За годы пребывания в прикаспийских провинциях Низовой корпус так и не смог обеспечить себя продовольствием за счет местных ресурсов. Весь необходимый провиант приходилось доставлять морем, что, в свою очередь, требовало значительного количества судов и ставило под угрозу снабжение армии. В том же 1733 году сводки о доставке провианта имели такое же значение, как донесения о ходе боевых действий. Генерал-кригс-комиссариат докладывал Сенату, что для «удовольствия» войск требуется 89 541 куль муки, 5594 куля крупы, 1495 кулей соли, 52 024 куля овса, и представлял данные об их завозе{469}.

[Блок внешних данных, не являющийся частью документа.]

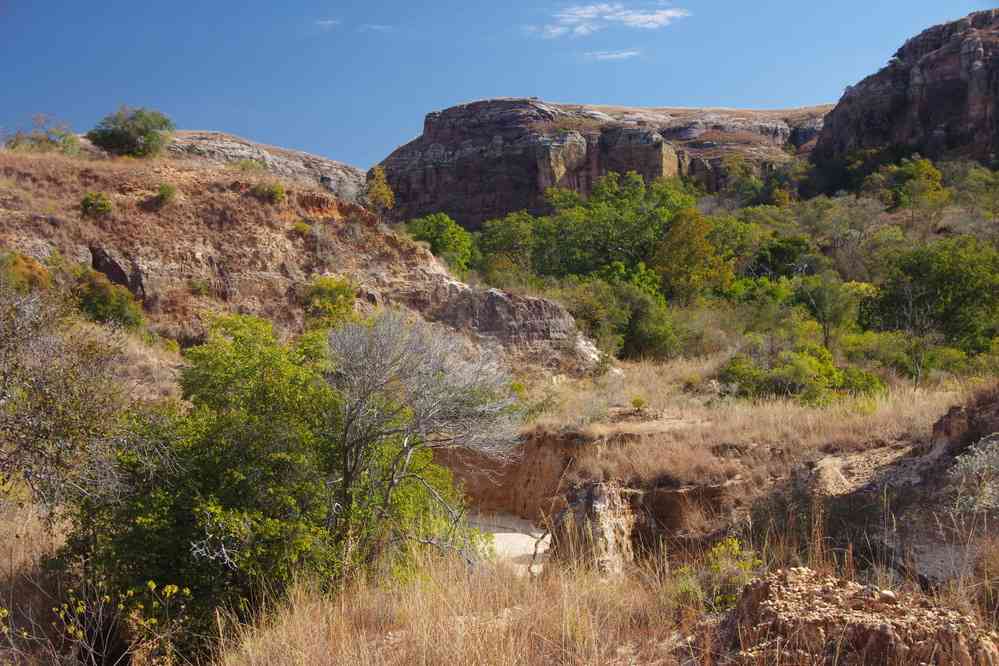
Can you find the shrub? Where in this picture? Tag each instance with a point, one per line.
(806, 373)
(621, 317)
(717, 583)
(975, 476)
(283, 466)
(447, 240)
(24, 273)
(860, 382)
(166, 194)
(272, 193)
(329, 301)
(948, 288)
(101, 300)
(135, 132)
(95, 205)
(377, 192)
(200, 287)
(44, 138)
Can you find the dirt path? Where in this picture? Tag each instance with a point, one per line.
(514, 539)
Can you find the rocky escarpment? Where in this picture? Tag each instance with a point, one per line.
(937, 95)
(219, 247)
(799, 616)
(482, 160)
(345, 181)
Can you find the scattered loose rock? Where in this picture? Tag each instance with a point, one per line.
(798, 615)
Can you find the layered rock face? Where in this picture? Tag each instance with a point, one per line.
(482, 160)
(937, 95)
(343, 180)
(219, 248)
(800, 616)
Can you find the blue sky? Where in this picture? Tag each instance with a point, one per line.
(352, 81)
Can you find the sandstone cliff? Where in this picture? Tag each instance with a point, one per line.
(218, 247)
(343, 180)
(482, 160)
(937, 95)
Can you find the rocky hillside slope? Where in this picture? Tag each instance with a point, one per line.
(482, 160)
(220, 246)
(937, 95)
(343, 180)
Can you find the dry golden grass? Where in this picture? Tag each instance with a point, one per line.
(490, 615)
(27, 590)
(692, 437)
(453, 615)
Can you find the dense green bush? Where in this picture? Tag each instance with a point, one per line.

Попытка перейти на местное снабжение была предпринята в декабре 1733 года, когда Сенат повелел узнать, нельзя ли с тамошнего населения «вместо обыкновенных податей хлебом брать». Однако успеха эта инициатива не имела. В следующем феврале командующий Левашов сообщал, что хлеб для армии имеется лишь «в Шебранских и Мушкурских магалех», но «вместо подати обыватели пшеницей и пшеном сорочинским (рисом. — И. К.) давать отказались»; заставлять же их генерал не рекомендовал, ибо «забунтовать или розбежатца могут». Что же касается возможных закупок, то Левашов извещал о местных ценах на хлеб, но не знал, во что обойдется провиант из России «в подряде и с провоза» и предоставлял столичным властям прерогативу решать, как выгоднее обеспечивать продовольственное снабжение армии{470}. В том же году «натуральные» сборы в Бакинской, Сальянской и Низовой провинциях дали немного: 31 фунт шафрана, 1 пуд 35 фунтов шелка, 1,25 фунта табака, шесть четвертей риса и 598 четвертей ячменя, который был частично отдан поселившимся армянам и пущен в продажу{471}.

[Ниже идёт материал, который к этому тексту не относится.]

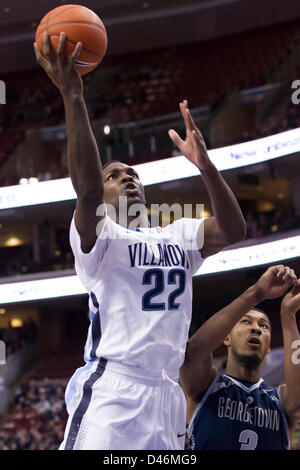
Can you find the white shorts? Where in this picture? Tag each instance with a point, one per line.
(116, 407)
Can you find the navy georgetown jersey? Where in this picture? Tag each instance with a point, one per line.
(232, 416)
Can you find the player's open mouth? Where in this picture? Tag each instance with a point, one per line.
(131, 186)
(254, 341)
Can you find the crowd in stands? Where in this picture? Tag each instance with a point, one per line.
(262, 224)
(16, 338)
(38, 419)
(147, 84)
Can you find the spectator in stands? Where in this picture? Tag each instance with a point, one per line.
(10, 338)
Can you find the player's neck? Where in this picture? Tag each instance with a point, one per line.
(241, 372)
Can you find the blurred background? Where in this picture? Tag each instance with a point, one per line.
(235, 62)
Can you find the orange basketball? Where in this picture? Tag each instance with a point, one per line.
(80, 24)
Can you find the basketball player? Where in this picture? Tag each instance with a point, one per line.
(237, 409)
(139, 281)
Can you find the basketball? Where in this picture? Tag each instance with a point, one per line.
(80, 24)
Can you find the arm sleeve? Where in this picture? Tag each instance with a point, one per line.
(191, 232)
(87, 264)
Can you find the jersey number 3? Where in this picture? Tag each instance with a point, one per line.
(157, 276)
(248, 439)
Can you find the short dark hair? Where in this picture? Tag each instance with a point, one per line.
(109, 163)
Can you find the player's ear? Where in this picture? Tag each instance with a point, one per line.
(227, 341)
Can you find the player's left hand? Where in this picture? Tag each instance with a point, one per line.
(291, 301)
(193, 147)
(275, 281)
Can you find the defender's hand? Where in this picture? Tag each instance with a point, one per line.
(193, 147)
(275, 282)
(60, 69)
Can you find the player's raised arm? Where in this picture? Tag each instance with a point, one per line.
(83, 158)
(290, 305)
(197, 371)
(227, 226)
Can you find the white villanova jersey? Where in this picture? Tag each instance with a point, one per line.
(140, 292)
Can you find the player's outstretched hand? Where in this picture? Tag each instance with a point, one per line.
(193, 147)
(60, 69)
(275, 282)
(291, 301)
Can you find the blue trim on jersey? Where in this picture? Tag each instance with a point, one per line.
(84, 404)
(72, 385)
(285, 423)
(96, 327)
(232, 416)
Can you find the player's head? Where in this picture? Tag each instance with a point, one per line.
(249, 341)
(122, 180)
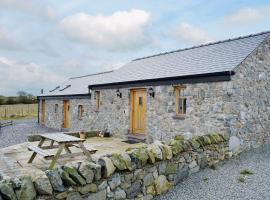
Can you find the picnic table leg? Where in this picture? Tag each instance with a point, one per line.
(51, 145)
(57, 155)
(34, 153)
(85, 151)
(67, 150)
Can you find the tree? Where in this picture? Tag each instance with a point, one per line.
(11, 100)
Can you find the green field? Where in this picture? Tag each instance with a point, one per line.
(18, 111)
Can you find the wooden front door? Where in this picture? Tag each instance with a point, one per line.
(66, 114)
(43, 111)
(138, 113)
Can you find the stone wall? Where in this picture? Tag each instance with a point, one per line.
(248, 120)
(143, 172)
(206, 108)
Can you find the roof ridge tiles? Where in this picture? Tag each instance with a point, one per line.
(91, 74)
(203, 45)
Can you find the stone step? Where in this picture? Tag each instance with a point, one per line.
(137, 137)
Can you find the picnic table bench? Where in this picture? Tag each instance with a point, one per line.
(3, 124)
(63, 141)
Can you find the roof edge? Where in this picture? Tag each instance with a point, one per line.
(203, 45)
(167, 79)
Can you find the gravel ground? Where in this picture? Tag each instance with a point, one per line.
(18, 132)
(222, 183)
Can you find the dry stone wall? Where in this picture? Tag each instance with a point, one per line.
(139, 173)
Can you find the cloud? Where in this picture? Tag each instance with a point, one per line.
(32, 7)
(7, 42)
(15, 75)
(120, 31)
(44, 47)
(245, 16)
(114, 66)
(190, 34)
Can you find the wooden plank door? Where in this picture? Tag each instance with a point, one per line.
(138, 111)
(43, 111)
(66, 114)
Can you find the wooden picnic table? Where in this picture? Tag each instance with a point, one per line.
(64, 142)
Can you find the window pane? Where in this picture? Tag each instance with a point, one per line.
(184, 105)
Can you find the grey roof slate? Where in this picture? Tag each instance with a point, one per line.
(209, 58)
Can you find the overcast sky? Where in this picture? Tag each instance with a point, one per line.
(44, 42)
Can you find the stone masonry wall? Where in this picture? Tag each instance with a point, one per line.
(249, 107)
(239, 107)
(139, 173)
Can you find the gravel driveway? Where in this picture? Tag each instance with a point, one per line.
(222, 183)
(18, 132)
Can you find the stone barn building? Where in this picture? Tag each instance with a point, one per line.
(221, 87)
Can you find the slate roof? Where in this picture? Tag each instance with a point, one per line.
(209, 58)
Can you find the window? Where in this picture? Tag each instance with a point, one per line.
(97, 98)
(181, 100)
(80, 111)
(56, 108)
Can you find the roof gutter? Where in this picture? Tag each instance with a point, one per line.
(189, 79)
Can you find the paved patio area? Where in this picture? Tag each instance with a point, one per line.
(13, 159)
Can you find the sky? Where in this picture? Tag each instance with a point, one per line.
(45, 42)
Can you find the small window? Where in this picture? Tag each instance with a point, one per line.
(181, 101)
(80, 111)
(97, 98)
(56, 108)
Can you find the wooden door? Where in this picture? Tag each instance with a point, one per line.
(43, 111)
(138, 111)
(66, 114)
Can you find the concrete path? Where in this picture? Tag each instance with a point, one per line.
(223, 183)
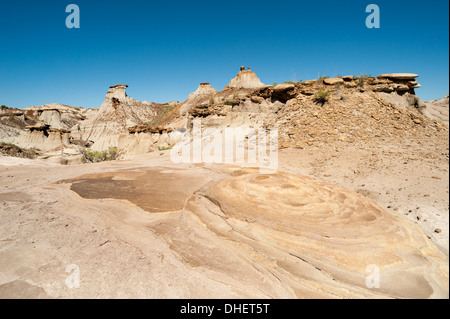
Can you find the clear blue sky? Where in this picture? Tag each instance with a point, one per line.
(164, 49)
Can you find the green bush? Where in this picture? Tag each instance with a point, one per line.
(90, 156)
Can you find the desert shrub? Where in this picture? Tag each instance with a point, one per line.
(321, 96)
(90, 156)
(10, 149)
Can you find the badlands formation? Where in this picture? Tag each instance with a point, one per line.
(358, 207)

«Работы великие, партии непрестанные»
Долгорукову нельзя отказать в храбрости и энергичности — он не собирался сидеть в Реште, чтобы «персияне» не думали, «бутто мы только можем держатца по гварнизонам и за бессилием больше не можем никаких действ в Персии казать». В марте 1727 года он с отрядом из 800 драгун и солдат проделал посуху нелегкий путь из Решта на Баку, оттуда прибыл в Дербент, а в июне уже писал доношения из крепости Святого Креста.

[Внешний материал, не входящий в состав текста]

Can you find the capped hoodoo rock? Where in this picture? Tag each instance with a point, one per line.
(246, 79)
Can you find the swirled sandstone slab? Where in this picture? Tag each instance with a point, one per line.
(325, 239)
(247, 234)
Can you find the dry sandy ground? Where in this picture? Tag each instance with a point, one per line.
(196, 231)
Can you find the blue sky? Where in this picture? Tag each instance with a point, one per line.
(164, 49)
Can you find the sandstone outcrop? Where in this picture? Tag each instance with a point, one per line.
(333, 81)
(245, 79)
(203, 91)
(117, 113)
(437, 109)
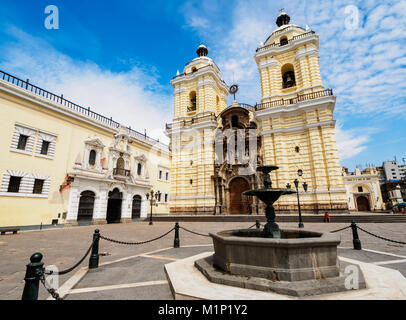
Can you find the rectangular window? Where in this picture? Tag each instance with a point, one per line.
(22, 142)
(14, 184)
(38, 185)
(45, 147)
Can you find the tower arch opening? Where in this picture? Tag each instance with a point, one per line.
(192, 101)
(288, 76)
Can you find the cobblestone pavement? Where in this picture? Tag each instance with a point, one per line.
(64, 247)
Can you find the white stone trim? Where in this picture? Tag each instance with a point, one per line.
(281, 95)
(289, 47)
(295, 109)
(298, 128)
(209, 196)
(306, 52)
(180, 89)
(206, 82)
(270, 62)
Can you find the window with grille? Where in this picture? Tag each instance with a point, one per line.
(38, 185)
(45, 147)
(92, 157)
(14, 184)
(22, 142)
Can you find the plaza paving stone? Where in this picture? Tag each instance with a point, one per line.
(64, 247)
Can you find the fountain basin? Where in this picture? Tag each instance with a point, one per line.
(298, 255)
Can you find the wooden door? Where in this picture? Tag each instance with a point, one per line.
(363, 203)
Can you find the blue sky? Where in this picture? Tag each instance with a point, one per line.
(118, 58)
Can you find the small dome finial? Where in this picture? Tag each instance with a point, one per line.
(283, 18)
(202, 50)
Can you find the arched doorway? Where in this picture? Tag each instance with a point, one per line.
(114, 206)
(136, 211)
(363, 204)
(239, 204)
(86, 206)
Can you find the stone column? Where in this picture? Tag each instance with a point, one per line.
(126, 208)
(144, 207)
(100, 208)
(73, 207)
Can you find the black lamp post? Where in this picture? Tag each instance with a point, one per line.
(151, 197)
(296, 182)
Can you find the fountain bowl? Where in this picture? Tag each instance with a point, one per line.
(298, 255)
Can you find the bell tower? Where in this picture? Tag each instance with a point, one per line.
(288, 62)
(296, 118)
(200, 95)
(199, 88)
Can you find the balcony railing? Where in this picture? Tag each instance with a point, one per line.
(298, 98)
(144, 137)
(58, 99)
(73, 106)
(244, 105)
(300, 36)
(188, 122)
(121, 172)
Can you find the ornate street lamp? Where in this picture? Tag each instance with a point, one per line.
(296, 182)
(150, 196)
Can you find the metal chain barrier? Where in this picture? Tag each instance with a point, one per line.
(341, 229)
(135, 243)
(379, 237)
(197, 233)
(74, 267)
(51, 291)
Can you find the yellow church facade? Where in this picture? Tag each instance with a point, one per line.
(293, 125)
(64, 164)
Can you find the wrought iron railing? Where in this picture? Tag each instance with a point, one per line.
(194, 120)
(300, 36)
(298, 98)
(73, 106)
(58, 99)
(244, 105)
(144, 137)
(121, 172)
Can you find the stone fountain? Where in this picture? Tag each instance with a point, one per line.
(289, 261)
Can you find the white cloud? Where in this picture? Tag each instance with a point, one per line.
(350, 143)
(133, 97)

За короткий срок генерал ознакомился с состоянием войск и успел «в совершенное нам владение надлежащие места привести». «В ефте лета зачел жить калмыцким манером», — похвалился командующий в письме Макарову 5 апреля. «Дорога зело злая и студеная была», — сообщил он о своем рейде по прибрежным и горным тропам, где проехать можно было только верхом «на вьюках», а «телегами невозможно». У моря путь преграждали устья десятков больших и малых рек. Русский путешественник спустя сто с лишним лет после Долгорукова описал горную дорогу под Астарой: «…воздух становится холоднее, вид закрывается лесами, дорога изгибается по ребрам гор и скал, народонаселение прекращается. Нельзя пожаловаться, чтоб нашему пути не доставало живописности, но это живописное соединяется по временам с некоторой опасностью: узкая тропинка только что способная для одной лошади, извивается по обрыву скалы над зияющей бездной; достаточно одного неверного шага, чтобы погибнуть горестно в этой пропасти»{472}. В конце XIX века российские военные, совершавшие поездки с разведывательными целями по приграничным областям южного соседа, из всех путей, проходивших по прикаспийским территориям Ирана, только направление из Решта на Казвин считали более или менее пригодной «колесной дорогой», остальные же коммуникации по-прежнему представляли собой горные тропы{473}.